Let’s take a closer look at SanDisk, which appears destined to be the best-performing stock in the S&P 500 this year.

About SanDisk Stock

SanDisk, which is headquartered in Milpitas, California, makes products for flash and advanced memory computer storage. The company was acquired by Western Digital in 2016, but in 2023, the companies announced that SanDisk would be spun back off. The newly emerged company includes SanDisk's and Western Digital's flash products with an emphasis on solid-state drives (SSDs), memory cards, and USB drives. 

SanDisk’s storage technology can be used in phones, laptops, cameras, and game systems. The company’s biggest revenue stream is its edge computing division, which supplies storage for cars, drones, security cameras, and other smart devices that create data. But the greatest growth opportunity comes from its data center division, and that’s what’s drawing the most investor interest right now. Shares in the last 12 months are up over 4,300%, and it is by far the best-performing stock in the S&P 500 ($SPX) this year.

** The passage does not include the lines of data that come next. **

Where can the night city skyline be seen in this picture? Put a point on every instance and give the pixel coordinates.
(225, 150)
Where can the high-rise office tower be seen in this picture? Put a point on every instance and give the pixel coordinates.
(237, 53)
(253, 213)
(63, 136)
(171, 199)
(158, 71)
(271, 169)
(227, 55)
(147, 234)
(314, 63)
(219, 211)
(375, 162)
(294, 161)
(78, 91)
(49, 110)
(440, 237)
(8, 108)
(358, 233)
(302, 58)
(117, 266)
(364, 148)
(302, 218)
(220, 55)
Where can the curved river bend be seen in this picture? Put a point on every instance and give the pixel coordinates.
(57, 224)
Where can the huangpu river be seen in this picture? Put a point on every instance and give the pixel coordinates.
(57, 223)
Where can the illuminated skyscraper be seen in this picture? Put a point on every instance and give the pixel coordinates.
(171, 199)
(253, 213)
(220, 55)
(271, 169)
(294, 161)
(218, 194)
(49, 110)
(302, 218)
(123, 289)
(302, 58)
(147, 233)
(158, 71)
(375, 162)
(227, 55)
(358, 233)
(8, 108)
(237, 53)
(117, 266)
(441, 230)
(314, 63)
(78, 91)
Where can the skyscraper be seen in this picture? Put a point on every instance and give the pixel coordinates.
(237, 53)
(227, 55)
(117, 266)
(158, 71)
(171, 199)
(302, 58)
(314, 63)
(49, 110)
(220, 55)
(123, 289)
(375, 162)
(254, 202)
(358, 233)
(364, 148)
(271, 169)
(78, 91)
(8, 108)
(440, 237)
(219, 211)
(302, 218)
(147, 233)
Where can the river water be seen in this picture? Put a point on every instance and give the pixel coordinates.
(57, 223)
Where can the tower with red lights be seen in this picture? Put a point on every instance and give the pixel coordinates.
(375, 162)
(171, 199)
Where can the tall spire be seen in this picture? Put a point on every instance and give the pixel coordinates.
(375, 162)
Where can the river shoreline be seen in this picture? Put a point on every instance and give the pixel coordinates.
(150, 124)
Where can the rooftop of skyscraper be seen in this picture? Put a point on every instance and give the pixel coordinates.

S&P 500 Stocks Year-to-Date Return
SanDisk 650%
Micron Technology (MU)  225%
Dell Technologies (DELL)  203%
Seagate Technology (STX)  207%
Intel (INTC)  223%

Despite that run, SNDK isn’t tremendously expensive. Its forward price-to-earnings ratio is 26.3—high for the company, but fellow storage stocks Seagate and Western Digital have forward P/Es greater than 50. And the forward P/E of the S&P 500 is 22, meaning you are paying only a small premium for SNDK stock compared to the greater index.

SanDisk Beats on Earnings

Nothing would put a damper on a stock’s momentum like an earnings miss. But fortunately for investors, SanDisk has been a consistent winner when it steps to the earnings podium

Revenue for the fiscal third quarter of 2026 (ending April 3, 2026) was $5.95 billion, up 251% from a year ago. The company posted net income of $3.61 billion, an increase of 287% from last year, and earnings of $23.41 per share versus expectations of $14.66 per share.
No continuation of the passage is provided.